This is a project carried out during my Data Analysis course on DataQuest
In this project, I worked with a dataset of used cars from eBay Kleinanzeigen, a classifieds section of the German eBay website.
The dataset was originally scraped and uploaded to Kaggle. I've made a few modifications from the original dataset that was uploaded to Kaggle:
I sampled 50,000 data points from the full dataset, to ensure your code runs quickly in our hosted environment
I dirtied the dataset a bit to more closely resemble what you would expect from a scraped dataset (the version uploaded to Kaggle was cleaned to be easier to work with)
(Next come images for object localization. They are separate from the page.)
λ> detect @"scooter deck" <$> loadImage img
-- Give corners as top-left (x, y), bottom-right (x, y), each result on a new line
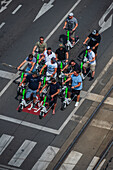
top-left (17, 95), bottom-right (50, 117)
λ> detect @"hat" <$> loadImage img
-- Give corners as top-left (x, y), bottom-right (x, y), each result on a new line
top-left (87, 46), bottom-right (91, 50)
top-left (51, 57), bottom-right (56, 63)
top-left (92, 30), bottom-right (98, 35)
top-left (59, 43), bottom-right (64, 48)
top-left (69, 12), bottom-right (74, 17)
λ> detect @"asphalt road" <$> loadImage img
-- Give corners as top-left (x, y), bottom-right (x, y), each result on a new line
top-left (0, 0), bottom-right (113, 169)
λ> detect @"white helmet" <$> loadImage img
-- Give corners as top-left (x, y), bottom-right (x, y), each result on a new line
top-left (69, 12), bottom-right (74, 17)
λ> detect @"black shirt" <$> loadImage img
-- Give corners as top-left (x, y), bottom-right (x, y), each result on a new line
top-left (26, 74), bottom-right (41, 90)
top-left (69, 62), bottom-right (81, 73)
top-left (49, 82), bottom-right (60, 95)
top-left (88, 33), bottom-right (101, 47)
top-left (55, 47), bottom-right (68, 60)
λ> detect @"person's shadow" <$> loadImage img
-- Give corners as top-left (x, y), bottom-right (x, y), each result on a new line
top-left (59, 34), bottom-right (67, 46)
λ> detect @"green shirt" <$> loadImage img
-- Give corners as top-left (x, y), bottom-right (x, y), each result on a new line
top-left (35, 41), bottom-right (47, 53)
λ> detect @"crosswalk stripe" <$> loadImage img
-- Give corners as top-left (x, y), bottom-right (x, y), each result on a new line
top-left (59, 151), bottom-right (83, 170)
top-left (87, 156), bottom-right (99, 170)
top-left (8, 140), bottom-right (36, 167)
top-left (0, 134), bottom-right (14, 155)
top-left (32, 146), bottom-right (59, 170)
top-left (0, 70), bottom-right (15, 80)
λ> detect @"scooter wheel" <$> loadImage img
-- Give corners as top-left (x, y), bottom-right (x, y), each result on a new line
top-left (39, 111), bottom-right (44, 119)
top-left (61, 103), bottom-right (65, 111)
top-left (18, 104), bottom-right (23, 112)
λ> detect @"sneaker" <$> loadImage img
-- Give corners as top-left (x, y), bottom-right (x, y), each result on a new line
top-left (52, 110), bottom-right (55, 115)
top-left (67, 98), bottom-right (71, 105)
top-left (75, 101), bottom-right (79, 107)
top-left (89, 77), bottom-right (94, 81)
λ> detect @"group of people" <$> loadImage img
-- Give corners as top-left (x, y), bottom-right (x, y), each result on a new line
top-left (17, 12), bottom-right (101, 115)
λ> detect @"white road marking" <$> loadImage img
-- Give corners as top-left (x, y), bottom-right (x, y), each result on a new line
top-left (12, 5), bottom-right (22, 15)
top-left (44, 0), bottom-right (82, 42)
top-left (0, 0), bottom-right (12, 13)
top-left (32, 146), bottom-right (59, 170)
top-left (97, 159), bottom-right (106, 170)
top-left (0, 115), bottom-right (59, 135)
top-left (59, 151), bottom-right (82, 170)
top-left (87, 156), bottom-right (99, 170)
top-left (0, 164), bottom-right (22, 170)
top-left (0, 70), bottom-right (16, 79)
top-left (0, 22), bottom-right (5, 29)
top-left (0, 134), bottom-right (14, 155)
top-left (8, 140), bottom-right (36, 167)
top-left (99, 2), bottom-right (113, 34)
top-left (33, 0), bottom-right (55, 22)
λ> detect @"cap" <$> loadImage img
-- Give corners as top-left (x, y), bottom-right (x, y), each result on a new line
top-left (59, 43), bottom-right (64, 48)
top-left (51, 57), bottom-right (56, 63)
top-left (92, 30), bottom-right (98, 35)
top-left (69, 12), bottom-right (74, 17)
top-left (87, 46), bottom-right (91, 50)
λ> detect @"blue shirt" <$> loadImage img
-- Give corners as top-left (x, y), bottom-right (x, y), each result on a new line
top-left (25, 57), bottom-right (36, 69)
top-left (71, 74), bottom-right (82, 90)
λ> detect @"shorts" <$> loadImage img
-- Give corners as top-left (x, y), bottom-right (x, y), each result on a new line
top-left (26, 88), bottom-right (37, 99)
top-left (47, 95), bottom-right (58, 105)
top-left (72, 89), bottom-right (80, 96)
top-left (25, 67), bottom-right (36, 75)
top-left (70, 31), bottom-right (75, 38)
top-left (84, 63), bottom-right (96, 72)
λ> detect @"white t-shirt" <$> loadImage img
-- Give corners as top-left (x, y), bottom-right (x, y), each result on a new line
top-left (46, 61), bottom-right (57, 74)
top-left (44, 50), bottom-right (56, 63)
top-left (87, 51), bottom-right (96, 65)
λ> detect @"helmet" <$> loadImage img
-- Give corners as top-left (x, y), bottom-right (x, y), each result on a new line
top-left (68, 12), bottom-right (74, 17)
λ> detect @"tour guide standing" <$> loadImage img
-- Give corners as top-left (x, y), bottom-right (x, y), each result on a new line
top-left (63, 70), bottom-right (82, 107)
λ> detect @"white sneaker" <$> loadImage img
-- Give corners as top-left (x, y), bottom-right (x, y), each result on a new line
top-left (75, 102), bottom-right (79, 107)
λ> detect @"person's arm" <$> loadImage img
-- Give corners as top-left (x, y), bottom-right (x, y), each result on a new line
top-left (66, 51), bottom-right (69, 62)
top-left (62, 64), bottom-right (68, 72)
top-left (40, 83), bottom-right (48, 93)
top-left (51, 68), bottom-right (57, 77)
top-left (17, 60), bottom-right (26, 70)
top-left (32, 45), bottom-right (37, 54)
top-left (83, 37), bottom-right (89, 44)
top-left (62, 77), bottom-right (71, 85)
top-left (92, 43), bottom-right (99, 49)
top-left (71, 82), bottom-right (81, 89)
top-left (38, 55), bottom-right (45, 63)
top-left (63, 21), bottom-right (67, 29)
top-left (39, 64), bottom-right (47, 75)
top-left (28, 62), bottom-right (35, 73)
top-left (37, 81), bottom-right (42, 93)
top-left (51, 89), bottom-right (60, 98)
top-left (72, 22), bottom-right (78, 32)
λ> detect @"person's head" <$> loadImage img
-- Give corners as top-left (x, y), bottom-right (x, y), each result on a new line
top-left (59, 43), bottom-right (64, 50)
top-left (87, 46), bottom-right (91, 52)
top-left (28, 54), bottom-right (33, 60)
top-left (51, 78), bottom-right (56, 84)
top-left (51, 57), bottom-right (56, 64)
top-left (92, 30), bottom-right (98, 36)
top-left (40, 36), bottom-right (44, 43)
top-left (73, 70), bottom-right (79, 76)
top-left (47, 47), bottom-right (52, 54)
top-left (68, 12), bottom-right (74, 19)
top-left (32, 71), bottom-right (38, 77)
top-left (70, 59), bottom-right (76, 66)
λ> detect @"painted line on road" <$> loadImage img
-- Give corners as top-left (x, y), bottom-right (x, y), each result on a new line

The data dictionary provided with data is as follows:
dateCrawled - When this ad was first crawled. All field-values are taken from this date.
name - Name of the car.
seller - Whether the seller is private or a dealer.
offerType - The type of listing
price - The price on the ad to sell the car.
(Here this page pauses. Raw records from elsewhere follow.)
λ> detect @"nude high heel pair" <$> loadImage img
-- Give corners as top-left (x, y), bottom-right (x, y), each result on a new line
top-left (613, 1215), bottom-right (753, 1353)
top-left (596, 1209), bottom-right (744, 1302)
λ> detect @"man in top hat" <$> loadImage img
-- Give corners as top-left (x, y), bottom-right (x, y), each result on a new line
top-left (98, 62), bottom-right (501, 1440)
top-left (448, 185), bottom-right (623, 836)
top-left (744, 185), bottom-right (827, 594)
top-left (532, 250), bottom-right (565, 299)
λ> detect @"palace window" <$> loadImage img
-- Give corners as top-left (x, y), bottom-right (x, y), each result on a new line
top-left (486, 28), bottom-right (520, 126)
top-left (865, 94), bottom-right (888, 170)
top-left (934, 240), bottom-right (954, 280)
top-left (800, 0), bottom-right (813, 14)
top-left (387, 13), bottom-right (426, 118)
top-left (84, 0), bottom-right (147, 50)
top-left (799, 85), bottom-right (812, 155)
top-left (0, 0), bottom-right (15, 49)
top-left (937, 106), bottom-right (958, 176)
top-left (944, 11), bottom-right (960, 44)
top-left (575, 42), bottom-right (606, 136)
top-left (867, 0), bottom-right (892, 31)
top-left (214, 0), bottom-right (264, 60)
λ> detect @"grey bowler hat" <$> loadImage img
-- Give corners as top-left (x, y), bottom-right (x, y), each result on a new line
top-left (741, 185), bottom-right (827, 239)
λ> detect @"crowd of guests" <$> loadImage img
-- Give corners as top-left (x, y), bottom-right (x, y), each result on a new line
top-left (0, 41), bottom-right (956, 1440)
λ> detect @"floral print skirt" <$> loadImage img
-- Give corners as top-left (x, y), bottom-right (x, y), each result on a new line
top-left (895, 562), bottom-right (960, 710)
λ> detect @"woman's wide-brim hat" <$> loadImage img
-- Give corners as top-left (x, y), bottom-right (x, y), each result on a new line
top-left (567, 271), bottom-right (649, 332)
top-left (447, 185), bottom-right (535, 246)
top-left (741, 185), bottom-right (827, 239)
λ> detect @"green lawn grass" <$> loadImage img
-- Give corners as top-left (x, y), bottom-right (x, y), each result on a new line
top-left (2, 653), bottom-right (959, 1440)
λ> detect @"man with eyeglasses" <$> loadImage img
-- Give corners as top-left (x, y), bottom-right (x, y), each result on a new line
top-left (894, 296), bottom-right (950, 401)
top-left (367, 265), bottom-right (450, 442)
abtest - Whether the listing is included in an A/B test.
vehicleType - The vehicle Type.
yearOfRegistration - The year in which the car was first registered.
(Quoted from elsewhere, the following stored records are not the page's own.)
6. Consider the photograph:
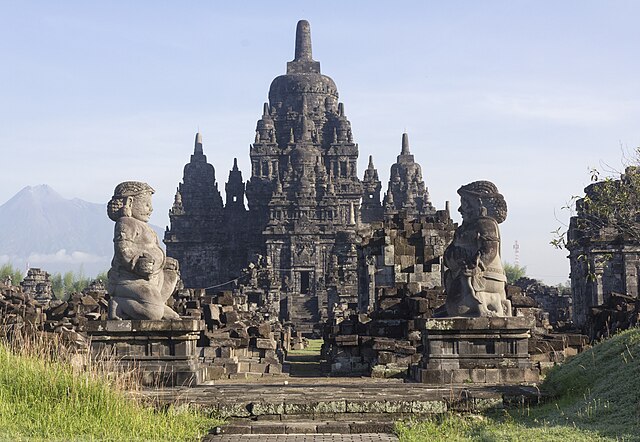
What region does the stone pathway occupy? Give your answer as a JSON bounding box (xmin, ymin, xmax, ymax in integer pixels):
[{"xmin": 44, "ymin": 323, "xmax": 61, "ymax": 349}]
[
  {"xmin": 203, "ymin": 433, "xmax": 398, "ymax": 442},
  {"xmin": 206, "ymin": 434, "xmax": 398, "ymax": 441}
]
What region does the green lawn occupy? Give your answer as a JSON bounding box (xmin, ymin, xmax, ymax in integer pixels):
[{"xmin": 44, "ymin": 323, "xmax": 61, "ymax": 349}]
[{"xmin": 397, "ymin": 327, "xmax": 640, "ymax": 441}]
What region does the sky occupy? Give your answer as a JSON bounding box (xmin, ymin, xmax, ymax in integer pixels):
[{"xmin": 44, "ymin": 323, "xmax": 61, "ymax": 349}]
[{"xmin": 1, "ymin": 1, "xmax": 639, "ymax": 284}]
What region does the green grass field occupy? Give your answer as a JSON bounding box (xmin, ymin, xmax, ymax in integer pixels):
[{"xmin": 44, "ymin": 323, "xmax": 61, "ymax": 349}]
[
  {"xmin": 397, "ymin": 327, "xmax": 640, "ymax": 441},
  {"xmin": 0, "ymin": 334, "xmax": 221, "ymax": 441}
]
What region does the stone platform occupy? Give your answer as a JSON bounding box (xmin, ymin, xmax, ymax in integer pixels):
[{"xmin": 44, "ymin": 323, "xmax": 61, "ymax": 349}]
[
  {"xmin": 134, "ymin": 377, "xmax": 541, "ymax": 420},
  {"xmin": 86, "ymin": 319, "xmax": 205, "ymax": 387},
  {"xmin": 411, "ymin": 317, "xmax": 539, "ymax": 384}
]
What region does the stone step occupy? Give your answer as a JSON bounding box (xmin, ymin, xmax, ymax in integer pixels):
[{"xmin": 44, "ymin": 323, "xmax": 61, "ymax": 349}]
[
  {"xmin": 205, "ymin": 434, "xmax": 398, "ymax": 441},
  {"xmin": 211, "ymin": 420, "xmax": 396, "ymax": 436},
  {"xmin": 136, "ymin": 378, "xmax": 542, "ymax": 421}
]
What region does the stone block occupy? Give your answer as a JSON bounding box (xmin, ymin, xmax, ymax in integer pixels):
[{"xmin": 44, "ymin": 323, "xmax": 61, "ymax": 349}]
[
  {"xmin": 250, "ymin": 402, "xmax": 285, "ymax": 416},
  {"xmin": 251, "ymin": 423, "xmax": 285, "ymax": 434},
  {"xmin": 204, "ymin": 365, "xmax": 225, "ymax": 380},
  {"xmin": 411, "ymin": 400, "xmax": 447, "ymax": 413},
  {"xmin": 255, "ymin": 338, "xmax": 277, "ymax": 350},
  {"xmin": 377, "ymin": 351, "xmax": 394, "ymax": 364},
  {"xmin": 258, "ymin": 323, "xmax": 272, "ymax": 338},
  {"xmin": 485, "ymin": 369, "xmax": 500, "ymax": 384},
  {"xmin": 443, "ymin": 368, "xmax": 472, "ymax": 384},
  {"xmin": 335, "ymin": 334, "xmax": 359, "ymax": 346},
  {"xmin": 250, "ymin": 362, "xmax": 267, "ymax": 373},
  {"xmin": 314, "ymin": 400, "xmax": 347, "ymax": 413},
  {"xmin": 346, "ymin": 400, "xmax": 387, "ymax": 413},
  {"xmin": 284, "ymin": 422, "xmax": 316, "ymax": 434},
  {"xmin": 469, "ymin": 368, "xmax": 486, "ymax": 383},
  {"xmin": 317, "ymin": 422, "xmax": 351, "ymax": 433}
]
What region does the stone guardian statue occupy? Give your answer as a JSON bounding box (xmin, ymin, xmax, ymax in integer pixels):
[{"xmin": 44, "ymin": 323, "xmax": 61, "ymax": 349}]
[
  {"xmin": 106, "ymin": 181, "xmax": 181, "ymax": 320},
  {"xmin": 443, "ymin": 181, "xmax": 512, "ymax": 317}
]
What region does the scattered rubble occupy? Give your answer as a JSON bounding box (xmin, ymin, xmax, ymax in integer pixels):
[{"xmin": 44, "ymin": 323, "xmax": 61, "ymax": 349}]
[
  {"xmin": 174, "ymin": 288, "xmax": 286, "ymax": 379},
  {"xmin": 586, "ymin": 292, "xmax": 640, "ymax": 341}
]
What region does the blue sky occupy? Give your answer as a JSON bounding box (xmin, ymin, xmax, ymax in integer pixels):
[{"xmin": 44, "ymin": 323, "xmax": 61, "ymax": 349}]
[{"xmin": 1, "ymin": 1, "xmax": 639, "ymax": 283}]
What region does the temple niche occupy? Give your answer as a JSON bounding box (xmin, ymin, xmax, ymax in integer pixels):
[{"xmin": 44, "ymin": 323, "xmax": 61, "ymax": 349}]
[{"xmin": 165, "ymin": 20, "xmax": 453, "ymax": 332}]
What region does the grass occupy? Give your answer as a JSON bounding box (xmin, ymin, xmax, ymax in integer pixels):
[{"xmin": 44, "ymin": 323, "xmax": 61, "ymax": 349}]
[
  {"xmin": 287, "ymin": 338, "xmax": 324, "ymax": 356},
  {"xmin": 397, "ymin": 327, "xmax": 640, "ymax": 441},
  {"xmin": 286, "ymin": 339, "xmax": 325, "ymax": 377},
  {"xmin": 0, "ymin": 329, "xmax": 222, "ymax": 441}
]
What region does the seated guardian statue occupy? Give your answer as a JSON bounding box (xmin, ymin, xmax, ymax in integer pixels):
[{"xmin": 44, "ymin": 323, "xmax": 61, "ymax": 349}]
[
  {"xmin": 106, "ymin": 181, "xmax": 181, "ymax": 320},
  {"xmin": 443, "ymin": 181, "xmax": 512, "ymax": 317}
]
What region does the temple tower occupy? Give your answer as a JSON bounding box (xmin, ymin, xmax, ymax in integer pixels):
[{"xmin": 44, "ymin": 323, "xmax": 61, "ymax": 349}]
[
  {"xmin": 361, "ymin": 155, "xmax": 383, "ymax": 223},
  {"xmin": 245, "ymin": 20, "xmax": 363, "ymax": 328},
  {"xmin": 383, "ymin": 133, "xmax": 435, "ymax": 219},
  {"xmin": 165, "ymin": 133, "xmax": 227, "ymax": 288}
]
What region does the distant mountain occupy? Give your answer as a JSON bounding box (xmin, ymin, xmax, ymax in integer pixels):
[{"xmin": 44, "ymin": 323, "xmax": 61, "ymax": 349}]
[{"xmin": 0, "ymin": 185, "xmax": 164, "ymax": 277}]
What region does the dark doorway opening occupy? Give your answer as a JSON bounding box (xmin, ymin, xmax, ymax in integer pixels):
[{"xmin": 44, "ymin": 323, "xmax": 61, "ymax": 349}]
[{"xmin": 300, "ymin": 271, "xmax": 311, "ymax": 294}]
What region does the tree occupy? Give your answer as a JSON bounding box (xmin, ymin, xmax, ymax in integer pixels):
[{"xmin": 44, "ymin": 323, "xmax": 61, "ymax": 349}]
[
  {"xmin": 552, "ymin": 147, "xmax": 640, "ymax": 250},
  {"xmin": 50, "ymin": 269, "xmax": 106, "ymax": 299},
  {"xmin": 0, "ymin": 263, "xmax": 23, "ymax": 285},
  {"xmin": 503, "ymin": 262, "xmax": 527, "ymax": 284}
]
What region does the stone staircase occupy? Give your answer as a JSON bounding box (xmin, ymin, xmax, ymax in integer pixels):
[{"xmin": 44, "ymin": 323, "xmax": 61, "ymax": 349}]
[
  {"xmin": 205, "ymin": 419, "xmax": 397, "ymax": 440},
  {"xmin": 289, "ymin": 294, "xmax": 320, "ymax": 337},
  {"xmin": 136, "ymin": 378, "xmax": 541, "ymax": 440}
]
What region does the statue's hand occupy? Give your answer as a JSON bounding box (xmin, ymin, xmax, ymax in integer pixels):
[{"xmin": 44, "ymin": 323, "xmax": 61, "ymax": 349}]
[
  {"xmin": 462, "ymin": 253, "xmax": 483, "ymax": 276},
  {"xmin": 135, "ymin": 254, "xmax": 155, "ymax": 279}
]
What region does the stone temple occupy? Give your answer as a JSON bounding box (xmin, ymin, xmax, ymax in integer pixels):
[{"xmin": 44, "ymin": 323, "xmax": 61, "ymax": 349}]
[{"xmin": 165, "ymin": 20, "xmax": 443, "ymax": 331}]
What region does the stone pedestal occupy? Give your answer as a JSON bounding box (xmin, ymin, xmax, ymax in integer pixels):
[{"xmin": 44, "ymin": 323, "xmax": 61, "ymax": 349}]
[
  {"xmin": 411, "ymin": 317, "xmax": 539, "ymax": 385},
  {"xmin": 86, "ymin": 319, "xmax": 205, "ymax": 387}
]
gearbox - The transmission type.
powerPS - The power of the car in PS.
model - The car model name.
kilometer - How many kilometers the car has driven.
monthOfRegistration - The month in which the car was first registered.
fuelType - What type of fuel the car uses.
brand - The brand of the car.
notRepairedDamage - If the car has a damage which is not yet repaired.
dateCreated - The date on which the eBay listing was created.
nrOfPictures - The number of pictures in the ad.
postalCode - The postal code for the location of the vehicle.
lastSeenOnline - When the crawler saw this ad last online.
The aim of this project is to clean the data and analyze the included used car listings.